Kann man Pferde irgendwie wiederbeleben? Ich hab meins abgestellt und bin in ne Höhle rein. Als ich rauskam lag es tot am Boden.   
Is mir jetze schon 2x passiert...


----------



## Michael-Miggi (4. April 2006)

Achte auf dein Benutzerzeichen ist dieses rot hast du das falsche Pferd. Es gibt Prius? Gechecktes Pferd und auch normale gecheckte Pferde. Dein Pferd verfolgt dich normal überall hin.


----------



## tom (4. April 2006)

Teddomaster am 04.04.2006 00:38 schrieb:
			
		

> Hi leute
> ich hätte ma eine frage. Hab in Oblivion ein Pferd geschenkt bekommen. Nur leider ist ja das beknackte daran das wenn ich von dem pferd absteige es immer wegtrabt. So kann ich nicht ma mit dem Pferd irgendwo hinreiten um einen quest zu erfüllen. Kann ich das Pferd irgendwie festbinden? Kann ich sie mit in die städte nehmen?
> Danke für jeden hilfreichen post.


Also ich konnte mir bisher kein Pferd kaufen(1000), und habe auch noch keines geschenkt bekommen, aber ich hab so meine Erfahrungen mit gestohlenen Pferden.
Weisse und gescheckte Pferde(vielleicht die hellbraunen auch) laufen nach Hause, die dunklen, die auch von den Rittern benutzt werden bleiben dort wo man sie abstellt.
Der Nachteil an gestohlenen Pferden ist, dass man ins Gefaengnis , oder kaempfen muss, wenn man sich damit erwischen laesst.
Nach dem Gefaengnis, sozusagen nach abgesessener Strafe kann man dieses Pferd wieder benutzen, wenn man es wiederfindet.
Anbinden geht nicht.
Ich moechte auch ein geschenktes Pferd.
Naja, ich helfe gerade eine belagerte Stadt(die wo der Sohn.........usw.) zu befreihen.
Dafuer gibt es bestimmt eine Belohnung, -eine neue Ruestung, ein Pferd oder vielleicht eine Guildenaufnahme?


----------



## Meller (4. April 2006)

tom am 04.04.2006 08:59 schrieb:
			
		

> Teddomaster am 04.04.2006 00:38 schrieb:
> 
> 
> 
> ...



Wenn du jetzt in Kvatch kämpfst, müsstest du das Pferd eigentlich schon haben. Man bekommt es, wenn man in der Weynon-Priorei bei allen Prior's "Unterstützung" betätigt.


----------



## Nali_WarCow (4. April 2006)

*AW: Pferde in Oblivion (wo ist meins)*



			
				INU-ID am 04.04.2006 07:51 schrieb:
			
		

> Kann man Pferde irgendwie wiederbeleben? Ich hab meins abgestellt und bin in ne Höhle rein. Als ich rauskam lag es tot am Boden.
> Is mir jetze schon 2x passiert...


Ist mir auch schon passiert. Seitdem gehe ich wieder zu Fuß durch die Landschaft. Steigert Athletik.


----------



## magi (4. April 2006)

*AW: Pferde in Oblivion (wo ist meins)*



			
				Nali_WarCow am 04.04.2006 10:05 schrieb:
			
		

> INU-ID am 04.04.2006 07:51 schrieb:
> 
> 
> 
> ...





Also mein Pferd sirtbt wie bei euch, oder es ist nach einiger Zeit unauffindbar.
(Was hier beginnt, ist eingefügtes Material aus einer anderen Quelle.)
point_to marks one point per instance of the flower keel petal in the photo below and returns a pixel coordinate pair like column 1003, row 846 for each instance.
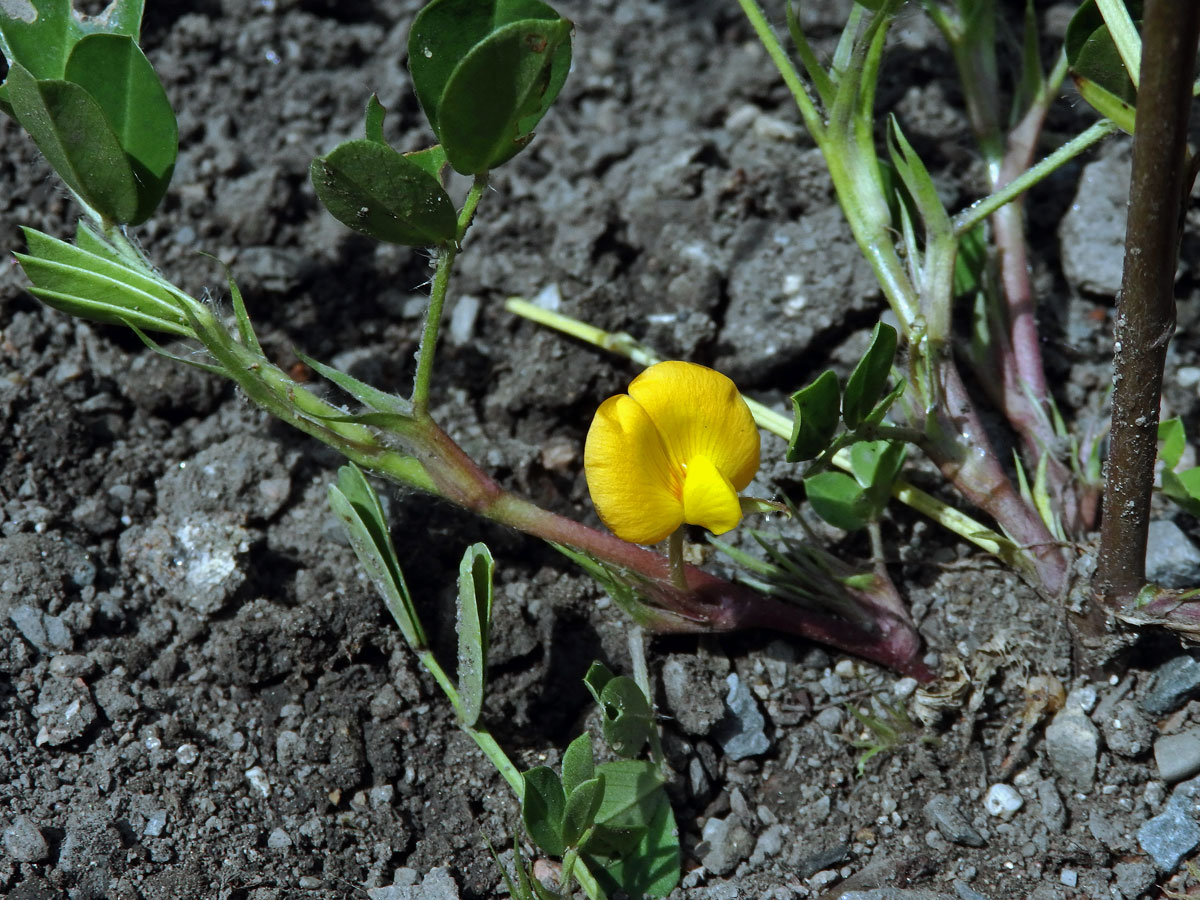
column 709, row 498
Egal ob geschenkt oder gekauft!!


----------



## Burrito (4. April 2006)

*off topic*



			
				Teddomaster am 04.04.2006 00:38 schrieb:
			
		

> Mein PC :
> AMD FX 60, 4x Corsair 1024MB DDR Ram Arbeitsspeicher, 4x Samsung 400GB Festplatte (16 MB Cache 7200UpM), ASUS A8N-SLi, 2x Geforce 7900GTX 512 MB, Creative Sound Blaster Audigy 2 ZS, Teufel Concept G 7.1



                
         

ähm... *räusper*


----------



## INU-ID (4. April 2006)

*AW: Pferde in Oblivion (wo ist meins)*



			
				Nali_WarCow am 04.04.2006 10:05 schrieb:
			
		

> INU-ID am 04.04.2006 07:51 schrieb:
> 
> 
> 
> ...


Ja wie? Nix, ich bin faul. *g*
Ich bin so gerne mit meinem Pferd durch die Gegend geritten. *schnief*
Wenn man es doch nur wiederbeleben könnte...   



			
				magi am 04.04.2006 10:10 schrieb:
			
		

> oder es ist nach einiger Zeit unauffindbar.


Und wenn du in eine größere Stadt gehst? Als ich mein erstes Pferd mal nicht mehr gefunden hab (es hat nicht mehr da gestanden wo ich es abgestellt hab), bin ich zu Fuß in die Kaiserstadt gelaufen. (Schnellreisen)
Dort angekommen bekam ich die Nachricht mein Gaul wäre vor der Stadt abgestellt worden - und an irgendeinem Ausgang stand er dann auch.

Das klappt aber nur wenn keiner das Pferd abgemurkst hat.


----------



## stockduck (4. April 2006)

*AW: Pferde in Oblivion (wo ist meins)*

auch ich hatte so probleme mit meinem pferd...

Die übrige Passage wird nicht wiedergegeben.